Venezuela Seen Staving Off Default Again Even as Crisis Worsensby
PDVSA to pay $4.1 billion due by year-end, Aberdeen says
Goldman Sachs says country has now fallen into a ‘depression’
Even as Venezuela’s economic collapse deepens, the nation has a good chance of getting through another year without defaulting on its bonds.
That’s the conclusion of money managers including Aberdeen Asset Management and Wall Street banks like JPMorgan Chase & Co.
The cash-strapped country has been on default watch for the past two years as oil prices remain depressed, its economy implodes and political turmoil worsens amid an effort to recall the president. Yet Venezuela has managed to scrounge up enough money to honor billions in debt payments, and this year appears to be no different. Petroleos de Venezuela SA, the struggling state oil producer, has $4.1 billion of debt payments to make before year-end.
“We think they have sufficient resources to pay” $1.4 billion coming due in October, said Anthony Simond, a money manager at London-based Aberdeen Asset Management, which oversees about $10 billion of emerging-market debt. He owns notes due in 2016 and 2017 issued by PDVSA, as the oil company is known.
While he acknowledges the $2.7 billion of payments in November will be a “bit trickier,” he said President Nicolas Maduro wants “to avoid a default at any cost.” Oil Minister Eulogio Del Pino, who is also president of PDVSA, has said the company is in advanced talks to refinance debt due in the next 18 months.
For an analysis of how PDVSA can win a debt reprieve, click here
Maduro’s hold on power is increasingly tenuous as worsening shortages of everything from food to medicine fan public discontent. Alberto Ramos, an economist at Goldman Sachs Group Inc., said in a July 22 note that the country has fallen into a “depression” with signs of hyperinflation, but is likely to make all its debt payments this year by drawing down international reserves.
The International Monetary Fund predicts gross domestic product will shrink an unprecedented 10 percent this year, while inflation will exceed 700 percent. On July 20, Alejandro Werner, director of the IMF’s Western Hemisphere department, said Venezuela will be home to the “worst growth and inflation performance in the world.”
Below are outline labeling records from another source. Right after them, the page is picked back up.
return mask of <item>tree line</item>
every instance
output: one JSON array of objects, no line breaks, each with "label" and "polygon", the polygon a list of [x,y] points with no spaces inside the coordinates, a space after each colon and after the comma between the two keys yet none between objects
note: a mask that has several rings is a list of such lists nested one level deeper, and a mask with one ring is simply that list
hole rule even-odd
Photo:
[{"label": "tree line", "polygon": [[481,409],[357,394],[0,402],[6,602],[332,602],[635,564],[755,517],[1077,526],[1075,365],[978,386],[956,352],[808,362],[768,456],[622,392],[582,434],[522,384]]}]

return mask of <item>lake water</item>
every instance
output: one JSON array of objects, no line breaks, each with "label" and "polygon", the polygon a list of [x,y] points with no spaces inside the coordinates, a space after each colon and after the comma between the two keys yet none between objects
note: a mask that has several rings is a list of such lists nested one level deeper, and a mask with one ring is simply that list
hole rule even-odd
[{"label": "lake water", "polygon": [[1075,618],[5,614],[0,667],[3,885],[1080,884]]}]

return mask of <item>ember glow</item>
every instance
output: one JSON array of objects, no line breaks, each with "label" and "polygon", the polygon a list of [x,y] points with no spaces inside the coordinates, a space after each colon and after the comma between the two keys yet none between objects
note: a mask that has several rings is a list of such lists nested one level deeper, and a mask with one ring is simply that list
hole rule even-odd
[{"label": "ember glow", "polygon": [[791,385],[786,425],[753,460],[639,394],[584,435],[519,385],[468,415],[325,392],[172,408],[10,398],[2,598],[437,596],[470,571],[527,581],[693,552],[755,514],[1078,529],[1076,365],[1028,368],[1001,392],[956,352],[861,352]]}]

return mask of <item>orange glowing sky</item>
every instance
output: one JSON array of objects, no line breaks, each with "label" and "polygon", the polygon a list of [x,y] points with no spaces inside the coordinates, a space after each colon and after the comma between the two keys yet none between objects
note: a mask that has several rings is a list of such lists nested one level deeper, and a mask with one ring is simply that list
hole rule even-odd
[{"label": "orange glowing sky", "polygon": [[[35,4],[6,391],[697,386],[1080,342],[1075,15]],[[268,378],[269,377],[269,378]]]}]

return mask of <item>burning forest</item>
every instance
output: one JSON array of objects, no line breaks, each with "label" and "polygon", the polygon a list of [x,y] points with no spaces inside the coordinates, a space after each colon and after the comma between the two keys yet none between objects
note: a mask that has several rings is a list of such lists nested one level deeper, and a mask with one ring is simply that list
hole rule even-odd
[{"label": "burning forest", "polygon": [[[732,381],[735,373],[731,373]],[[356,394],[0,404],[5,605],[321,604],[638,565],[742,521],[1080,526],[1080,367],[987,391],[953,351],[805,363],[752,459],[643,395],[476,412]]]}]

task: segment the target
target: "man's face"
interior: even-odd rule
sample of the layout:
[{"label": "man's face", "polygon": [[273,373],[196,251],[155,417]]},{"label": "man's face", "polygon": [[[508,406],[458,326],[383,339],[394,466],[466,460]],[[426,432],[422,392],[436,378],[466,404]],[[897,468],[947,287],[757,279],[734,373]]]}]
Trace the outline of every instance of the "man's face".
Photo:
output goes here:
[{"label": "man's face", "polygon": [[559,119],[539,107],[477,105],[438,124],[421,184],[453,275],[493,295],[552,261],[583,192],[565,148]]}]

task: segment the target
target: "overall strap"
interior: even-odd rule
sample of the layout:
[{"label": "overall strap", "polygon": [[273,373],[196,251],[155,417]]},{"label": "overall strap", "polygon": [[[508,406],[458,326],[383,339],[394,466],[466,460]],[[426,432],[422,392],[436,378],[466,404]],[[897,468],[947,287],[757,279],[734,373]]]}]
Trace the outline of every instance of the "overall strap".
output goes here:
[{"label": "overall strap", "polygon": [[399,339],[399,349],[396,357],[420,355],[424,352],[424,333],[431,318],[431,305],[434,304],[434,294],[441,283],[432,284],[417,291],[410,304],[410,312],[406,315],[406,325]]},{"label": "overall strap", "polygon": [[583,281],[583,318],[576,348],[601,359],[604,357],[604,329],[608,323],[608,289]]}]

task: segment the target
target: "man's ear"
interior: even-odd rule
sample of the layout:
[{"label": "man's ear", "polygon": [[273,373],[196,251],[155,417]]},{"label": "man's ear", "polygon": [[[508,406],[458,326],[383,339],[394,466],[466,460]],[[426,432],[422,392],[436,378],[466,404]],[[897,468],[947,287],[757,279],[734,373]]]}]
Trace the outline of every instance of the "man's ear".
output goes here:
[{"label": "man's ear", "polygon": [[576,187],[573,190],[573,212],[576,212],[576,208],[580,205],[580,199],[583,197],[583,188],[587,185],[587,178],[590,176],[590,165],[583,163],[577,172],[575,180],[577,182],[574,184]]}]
Despite all this, JPMorgan analysts led by Ben Ramsey expect Venezuela to make good on debt payments.
“We remain of the view that willingness to pay is very high,” they said in July 27 note to clients. “And PDVSA has no intention of triggering a credit event.”
After slashing default bets in recent months, traders boosted them last week after Maduro shook up his cabinet, a move that included replacing a key member of his economic team and giving a top post to a military general accused of drug trafficking by the U.S.
PDVSA’s press office declined to comment about any debt initiatives underway at the company or investors’ perception of the producer’s creditworthiness. Calls and e-mails to officials at the central bank went unanswered.
To get by, Venezuela will count on a rebound in crude prices, its gold reserves and financing deals from China, according to Walter Molano, chief economist at BCP Securities LLC in Greenwich, Connecticut.
“I feel pretty confident they will pay,” he said, adding that a PDVSA default would create even more complications for the economy. "Without oil, Venezuela dies."